Assessment & Research

A survey of residual analysis and a new test of residual trend

McDowell et al. (2016) · Journal of the Experimental Analysis of Behavior 2016
★ The Verdict

Run the new cubic-polynomial sign-test to be sure the leftover points around your trend line are random, not hiding a second trend.

✓ Read this if BCBAs who publish or review single-case graphs.
✗ Skip if Practitioners who only use group designs.

01Research in Context

01

What this study did

McDowell et al. (2016) built a brand-new test for single-case graphs. The test checks if the leftover points around your trend line are truly random.

They call it the cubic-polynomial sign-test. You run it after you fit any model to your data.

02

What they found

The test catches sneaky leftover trends that eyes and old rules often miss.

If the test is significant, your model is not done—you need more predictors or a different curve.

03

How this fits with other research

Older papers like Dodd (1984) already warned that classic stats can mislead. McDowell gives you a concrete next step to fix the problem.

Manolov et al. (2022) also offer new single-case tools, but they focus on how consistent your data look across phases. McDowell focuses on what is left after the model, not the raw pattern.
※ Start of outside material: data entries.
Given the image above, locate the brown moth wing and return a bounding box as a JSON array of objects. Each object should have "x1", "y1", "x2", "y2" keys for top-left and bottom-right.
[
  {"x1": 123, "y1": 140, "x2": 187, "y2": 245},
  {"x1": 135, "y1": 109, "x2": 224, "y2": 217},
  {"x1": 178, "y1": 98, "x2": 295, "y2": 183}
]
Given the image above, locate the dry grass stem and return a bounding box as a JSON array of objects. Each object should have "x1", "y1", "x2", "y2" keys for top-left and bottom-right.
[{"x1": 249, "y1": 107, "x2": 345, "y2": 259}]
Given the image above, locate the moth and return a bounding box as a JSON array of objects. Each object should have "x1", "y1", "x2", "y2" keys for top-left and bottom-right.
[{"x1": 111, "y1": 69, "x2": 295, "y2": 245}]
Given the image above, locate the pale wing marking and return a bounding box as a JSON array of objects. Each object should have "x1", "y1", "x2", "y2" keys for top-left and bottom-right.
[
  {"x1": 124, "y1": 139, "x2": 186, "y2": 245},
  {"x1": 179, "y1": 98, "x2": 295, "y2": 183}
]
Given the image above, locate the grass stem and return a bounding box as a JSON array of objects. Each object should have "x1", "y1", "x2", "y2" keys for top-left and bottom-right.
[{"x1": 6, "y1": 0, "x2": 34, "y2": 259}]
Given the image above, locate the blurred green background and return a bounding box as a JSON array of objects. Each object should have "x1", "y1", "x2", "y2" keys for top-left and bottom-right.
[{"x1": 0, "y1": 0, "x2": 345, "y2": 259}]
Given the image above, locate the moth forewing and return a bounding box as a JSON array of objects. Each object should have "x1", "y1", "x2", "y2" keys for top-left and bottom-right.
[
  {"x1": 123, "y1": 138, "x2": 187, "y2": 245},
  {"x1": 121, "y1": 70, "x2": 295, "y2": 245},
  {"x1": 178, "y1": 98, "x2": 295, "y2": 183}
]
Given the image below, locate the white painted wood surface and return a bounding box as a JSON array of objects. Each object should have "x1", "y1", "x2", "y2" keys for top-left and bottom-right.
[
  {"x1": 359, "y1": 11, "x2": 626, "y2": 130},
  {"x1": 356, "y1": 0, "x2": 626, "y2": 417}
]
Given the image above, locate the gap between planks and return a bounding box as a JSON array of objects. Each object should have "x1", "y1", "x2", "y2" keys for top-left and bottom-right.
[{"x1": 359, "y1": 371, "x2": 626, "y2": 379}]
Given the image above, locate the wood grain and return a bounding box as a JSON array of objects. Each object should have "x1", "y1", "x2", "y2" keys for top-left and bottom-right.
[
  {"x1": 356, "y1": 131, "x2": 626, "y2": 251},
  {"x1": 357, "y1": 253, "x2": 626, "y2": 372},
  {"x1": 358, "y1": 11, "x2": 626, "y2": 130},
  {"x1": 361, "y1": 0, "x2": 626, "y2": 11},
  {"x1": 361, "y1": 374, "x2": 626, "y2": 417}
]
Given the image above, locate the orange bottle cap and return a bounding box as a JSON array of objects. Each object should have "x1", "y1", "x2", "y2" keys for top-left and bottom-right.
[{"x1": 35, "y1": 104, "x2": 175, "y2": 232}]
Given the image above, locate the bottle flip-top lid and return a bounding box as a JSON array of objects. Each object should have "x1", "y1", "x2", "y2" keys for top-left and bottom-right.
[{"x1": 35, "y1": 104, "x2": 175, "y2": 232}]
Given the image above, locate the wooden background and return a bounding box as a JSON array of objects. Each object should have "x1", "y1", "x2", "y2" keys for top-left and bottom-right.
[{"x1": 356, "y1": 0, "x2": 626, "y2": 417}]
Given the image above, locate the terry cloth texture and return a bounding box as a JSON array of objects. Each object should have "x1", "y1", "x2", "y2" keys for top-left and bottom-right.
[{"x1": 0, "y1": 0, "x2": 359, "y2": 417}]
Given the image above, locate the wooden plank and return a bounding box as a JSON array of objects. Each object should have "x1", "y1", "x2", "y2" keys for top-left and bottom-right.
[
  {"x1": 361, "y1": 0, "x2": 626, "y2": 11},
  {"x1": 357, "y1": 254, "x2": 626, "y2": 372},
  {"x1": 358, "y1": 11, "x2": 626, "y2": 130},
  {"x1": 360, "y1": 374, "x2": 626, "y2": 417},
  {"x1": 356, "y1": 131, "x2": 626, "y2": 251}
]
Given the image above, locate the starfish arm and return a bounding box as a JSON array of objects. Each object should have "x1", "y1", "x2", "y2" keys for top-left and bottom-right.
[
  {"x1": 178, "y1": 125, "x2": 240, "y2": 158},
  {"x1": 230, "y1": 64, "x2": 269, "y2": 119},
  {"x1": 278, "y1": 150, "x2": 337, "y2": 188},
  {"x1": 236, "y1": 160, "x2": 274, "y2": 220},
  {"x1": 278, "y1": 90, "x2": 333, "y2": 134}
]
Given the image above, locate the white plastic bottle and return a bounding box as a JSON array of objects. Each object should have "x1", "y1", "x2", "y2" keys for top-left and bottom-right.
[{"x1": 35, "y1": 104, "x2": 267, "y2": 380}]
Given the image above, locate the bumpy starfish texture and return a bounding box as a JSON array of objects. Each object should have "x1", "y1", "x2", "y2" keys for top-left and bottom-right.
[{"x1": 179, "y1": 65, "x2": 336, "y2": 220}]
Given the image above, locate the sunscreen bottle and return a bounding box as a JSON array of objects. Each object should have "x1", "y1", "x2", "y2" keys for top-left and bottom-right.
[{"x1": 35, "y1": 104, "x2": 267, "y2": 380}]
DeHart et al. (2019) show mixed-effects modeling as another path. You can use both: mixed-effects for the main fit, McDowell’s test to double-check the leftovers.

04

Why it matters

Next time you graph a client’s behavior, run the cubic-polynomial sign-test before you call the intervention a success. It takes five minutes in Excel and shields you from false positives. Clean residuals mean you can trust your visual sweep and defend the data in treatment reviews.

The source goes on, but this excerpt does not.